In the field of free/open source software the GNU General Public Licens (GPL) has more and more become the de-facto standard. The Black Duck Open Source Resource Center reports that about 65 percent of all software packages released under free software/open source licenses use the GPL or one of its deratives.

One of the two major innovations* brought by Creative Commons to the realm of open content licensing was the modularity of its licenses: probably inspired by libertarian ideals of maximizing individual choice (see Elkin-Koren 2005), Creative Commons allows combining different license modules such as “share-alike” or “non-commercial” (see also “Iconic Standards: Regulating and Signaling“) and thus ends up with actuall 6 different and partially incompatible licenses. Initially, Creative Commons had even allowed five more combinations and developed several special purpose licenses such as the “Sampling licenses” or the short-lived “Developing Nations License”. Recognizing that this increase of license choice led to a fragmentation instead of a maximization of the aspired commons of digital works, Creative Commons now struggles to solve a problem it partially helped to create in the first place.
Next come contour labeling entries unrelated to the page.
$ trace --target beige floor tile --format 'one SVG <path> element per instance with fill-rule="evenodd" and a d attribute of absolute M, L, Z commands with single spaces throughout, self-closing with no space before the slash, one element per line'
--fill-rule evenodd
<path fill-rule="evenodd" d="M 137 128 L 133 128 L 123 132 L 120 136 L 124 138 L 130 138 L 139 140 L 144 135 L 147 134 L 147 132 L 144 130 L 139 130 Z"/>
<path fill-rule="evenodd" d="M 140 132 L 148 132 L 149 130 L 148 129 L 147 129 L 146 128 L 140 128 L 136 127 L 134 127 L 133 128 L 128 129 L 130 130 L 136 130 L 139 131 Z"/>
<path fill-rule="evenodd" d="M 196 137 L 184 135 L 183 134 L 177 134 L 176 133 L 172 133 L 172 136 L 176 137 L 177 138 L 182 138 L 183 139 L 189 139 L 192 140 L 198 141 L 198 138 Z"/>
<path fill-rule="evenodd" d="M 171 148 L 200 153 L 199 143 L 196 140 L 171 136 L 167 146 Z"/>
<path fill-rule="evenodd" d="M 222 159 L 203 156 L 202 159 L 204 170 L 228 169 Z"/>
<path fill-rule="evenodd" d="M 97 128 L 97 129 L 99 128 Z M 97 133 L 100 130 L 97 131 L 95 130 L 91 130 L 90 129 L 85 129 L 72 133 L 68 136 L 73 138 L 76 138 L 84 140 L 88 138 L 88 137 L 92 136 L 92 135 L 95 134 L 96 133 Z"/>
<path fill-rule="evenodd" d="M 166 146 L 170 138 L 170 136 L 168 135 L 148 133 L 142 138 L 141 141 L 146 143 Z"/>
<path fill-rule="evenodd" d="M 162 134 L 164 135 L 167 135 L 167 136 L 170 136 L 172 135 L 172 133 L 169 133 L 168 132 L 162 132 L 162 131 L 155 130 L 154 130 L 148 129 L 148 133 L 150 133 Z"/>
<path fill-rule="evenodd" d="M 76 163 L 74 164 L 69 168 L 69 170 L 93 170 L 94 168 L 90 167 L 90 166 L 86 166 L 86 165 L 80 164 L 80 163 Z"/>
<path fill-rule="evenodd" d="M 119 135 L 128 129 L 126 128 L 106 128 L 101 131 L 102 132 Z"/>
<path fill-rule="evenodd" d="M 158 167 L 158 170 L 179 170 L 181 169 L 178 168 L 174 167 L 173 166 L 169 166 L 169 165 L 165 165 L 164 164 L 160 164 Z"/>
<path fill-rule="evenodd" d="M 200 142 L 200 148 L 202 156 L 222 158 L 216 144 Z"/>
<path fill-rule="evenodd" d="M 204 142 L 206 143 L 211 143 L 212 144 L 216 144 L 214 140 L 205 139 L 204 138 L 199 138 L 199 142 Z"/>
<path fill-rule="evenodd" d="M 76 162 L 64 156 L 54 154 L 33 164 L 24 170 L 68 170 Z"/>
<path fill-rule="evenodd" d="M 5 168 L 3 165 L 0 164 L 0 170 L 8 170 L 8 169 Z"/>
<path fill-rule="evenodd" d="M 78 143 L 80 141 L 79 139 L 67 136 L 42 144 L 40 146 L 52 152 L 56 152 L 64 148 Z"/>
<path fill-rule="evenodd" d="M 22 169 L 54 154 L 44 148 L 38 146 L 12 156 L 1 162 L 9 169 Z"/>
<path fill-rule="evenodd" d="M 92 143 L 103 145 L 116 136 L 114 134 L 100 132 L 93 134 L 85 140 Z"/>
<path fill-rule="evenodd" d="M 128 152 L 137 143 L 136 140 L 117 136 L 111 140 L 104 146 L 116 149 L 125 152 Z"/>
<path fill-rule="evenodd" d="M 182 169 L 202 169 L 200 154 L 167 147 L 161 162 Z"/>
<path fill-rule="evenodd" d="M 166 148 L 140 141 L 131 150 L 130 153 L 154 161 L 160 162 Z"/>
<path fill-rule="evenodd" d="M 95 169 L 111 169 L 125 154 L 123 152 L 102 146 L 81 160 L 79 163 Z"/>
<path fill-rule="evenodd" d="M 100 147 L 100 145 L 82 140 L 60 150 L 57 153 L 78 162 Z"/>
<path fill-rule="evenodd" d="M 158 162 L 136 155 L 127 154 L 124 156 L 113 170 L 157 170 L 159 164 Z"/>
For instance, the education division of Creative Commons, formerly known as CCLearn, published a detailed “Guide to License Compatibility” (PDF) to enhance the remixability of Open Educational Resources (OER). In this guide, Creative Commons explicitly recommends the usage of the most flexible and open Attribution license, which only requires giving credit when re-using, re-distributing or remixing a certain work. This is striking, given the fact that the most prominent adopters of Creative Commons licenses in the field of education use much more restrictive licenses; the MIT’s Open Courseware initiative, for example, uses the Attribution-NonCommercial-ShareAlike license. In spite of all communicative efforts by Creative Commons to use more open licenses, the dominance of restrictive licenses in the field of educational resources has not changed much over the years.

In the future this may however change. Creative Commons’ new argument: Money. In a blog post entitled “Gates Foundation announces $20M for Next Generation Learning Challenges; CC BY required for grant materials” Creative Commons celebrates financial support for its licensing recommendation:

Adopting CC BY is precisely aligned with the overarching goals of foundation funding and initiatives such as the Next Generation Learning Challenges. Last year, the Berkman Center’s study on foundation copyright licensing policies said that open licensing “ensures[s] the broadest and fastest dissemination of the valuable ideas, practices, works, software code and other materials the foundation’s funding helps to create.” That report went on to suggest that the impact of funding is even greater when permissive licenses (such as CC BY) are applied, allowing the resources “to be freely tested, translated, combined, remixed, repurposed or otherwise built upon, potentially by many subsequent researchers, authors, artists or other creators anywhere in the world, as the basis for new innovation, discovery or creation.”

It will be interesting to see, how many of already existing providers of Open Educational Resources such as the MIT will be pulled into the CC-BY-camp both by the Gates Foundation’s monetary incentives and by the growing attractiveness of a more widely adopted CC-BY-licensing standard.